# DVD/RW drive not responding/working



## ilikemusic (Jul 22, 2009)

Yesterday I was watching a DVD when half way through the disc just seemed to not want to play anymore. I tried another CD (a game) and it worked fine, however upon putting the DVD back in, nothing happens, and neither does the game. I tried a commercial music CD, and this is not recognised either – ‘Please insert a disc into drive D:’. You can definitely hear the discs spinning, but there’s a more ominous sound then before.

My OS is Vista Home Premium, and the CD/DVD driver is named ‘Optiarc DVD RW AD-7200S SCSI CdRom Device’.

I have already tried uninstalling the driver, then rebooting Windows to install it again, but to no avail. Also, I’ve switched the Disc Drive’s transfer mode from DMA to PIO Mode, which also did nothing.

Any suggestions/help would be greatly appreciated!


----------



## dai (Jul 2, 2004)

you want the drive in dma mode not pio

try removing the filters

http://support.microsoft.com/kb/929461

cleaning the lasers

check for a firmware update for the drive

try a new data cable on the drive


----------



## ilikemusic (Jul 22, 2009)

I've removed the filters, the problem is still exactly the same though.
I'll try cleaning the lasers, but in the meantime, to check for a firmware update shall i just google the drive name and firmware?

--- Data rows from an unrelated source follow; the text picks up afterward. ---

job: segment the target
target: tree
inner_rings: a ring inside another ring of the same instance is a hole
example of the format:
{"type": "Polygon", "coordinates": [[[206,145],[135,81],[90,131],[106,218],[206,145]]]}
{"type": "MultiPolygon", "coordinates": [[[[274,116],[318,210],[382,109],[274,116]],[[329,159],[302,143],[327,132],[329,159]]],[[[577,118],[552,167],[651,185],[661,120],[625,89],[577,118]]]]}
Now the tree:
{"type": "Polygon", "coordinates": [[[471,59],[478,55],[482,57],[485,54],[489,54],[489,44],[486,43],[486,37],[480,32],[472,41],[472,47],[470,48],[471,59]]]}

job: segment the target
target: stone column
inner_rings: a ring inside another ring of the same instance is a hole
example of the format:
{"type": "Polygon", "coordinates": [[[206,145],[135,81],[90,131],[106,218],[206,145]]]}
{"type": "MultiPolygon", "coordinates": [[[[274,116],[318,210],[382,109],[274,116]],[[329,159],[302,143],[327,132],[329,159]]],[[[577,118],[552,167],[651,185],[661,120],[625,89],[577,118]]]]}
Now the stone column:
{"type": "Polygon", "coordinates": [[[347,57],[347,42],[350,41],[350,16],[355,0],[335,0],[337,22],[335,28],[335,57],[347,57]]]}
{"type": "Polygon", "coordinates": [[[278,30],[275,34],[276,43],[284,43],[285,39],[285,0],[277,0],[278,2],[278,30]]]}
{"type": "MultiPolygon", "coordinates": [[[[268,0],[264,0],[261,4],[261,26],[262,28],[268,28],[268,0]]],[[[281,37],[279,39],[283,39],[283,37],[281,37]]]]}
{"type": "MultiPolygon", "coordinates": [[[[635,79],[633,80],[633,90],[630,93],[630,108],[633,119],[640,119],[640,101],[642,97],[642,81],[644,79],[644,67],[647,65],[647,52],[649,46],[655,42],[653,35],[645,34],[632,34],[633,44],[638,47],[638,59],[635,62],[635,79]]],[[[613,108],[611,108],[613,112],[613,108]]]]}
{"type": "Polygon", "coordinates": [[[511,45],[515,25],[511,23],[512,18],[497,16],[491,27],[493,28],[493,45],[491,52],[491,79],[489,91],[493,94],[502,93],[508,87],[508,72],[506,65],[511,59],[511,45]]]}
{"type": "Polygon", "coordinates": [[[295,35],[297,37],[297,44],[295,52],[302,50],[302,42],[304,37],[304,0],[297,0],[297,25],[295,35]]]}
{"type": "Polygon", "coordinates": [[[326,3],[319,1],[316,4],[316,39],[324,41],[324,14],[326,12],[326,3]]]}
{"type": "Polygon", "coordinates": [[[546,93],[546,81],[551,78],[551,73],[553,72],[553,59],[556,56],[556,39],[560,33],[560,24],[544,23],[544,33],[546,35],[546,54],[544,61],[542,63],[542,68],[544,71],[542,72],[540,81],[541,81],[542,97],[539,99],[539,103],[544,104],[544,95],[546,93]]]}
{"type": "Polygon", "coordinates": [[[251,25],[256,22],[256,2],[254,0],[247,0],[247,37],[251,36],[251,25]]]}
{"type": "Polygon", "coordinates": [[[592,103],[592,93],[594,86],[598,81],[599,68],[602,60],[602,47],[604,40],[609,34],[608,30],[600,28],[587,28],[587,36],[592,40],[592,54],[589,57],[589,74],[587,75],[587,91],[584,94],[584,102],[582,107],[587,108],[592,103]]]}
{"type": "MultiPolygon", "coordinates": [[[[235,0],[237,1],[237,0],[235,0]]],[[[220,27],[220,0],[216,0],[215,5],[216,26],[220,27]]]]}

Haven't really done anything like this before, thanks very much for the help though!


----------



## dai (Jul 2, 2004)

check here

http://www.sony-optiarc.us/en/support-service/downloads/fw_dvd-writer-ad-series.html


----------



## ilikemusic (Jul 22, 2009)

Thanks, i downloaded the AD-7200S (S-ATA) one, unzipped it, but it says 'Target drive is not found correctly'...

Any ideas?


----------



## dai (Jul 2, 2004)

try a new data cable on the drive


----------



## ilikemusic (Jul 22, 2009)

Ermm, how do i find the correct data cable to get/use sorry?

I'm not even sure of what that does heh! Excuse my ignorance.


----------



## dai (Jul 2, 2004)

they look like this

http://www.satacable.com/images_products/DSCF309253.jpg


----------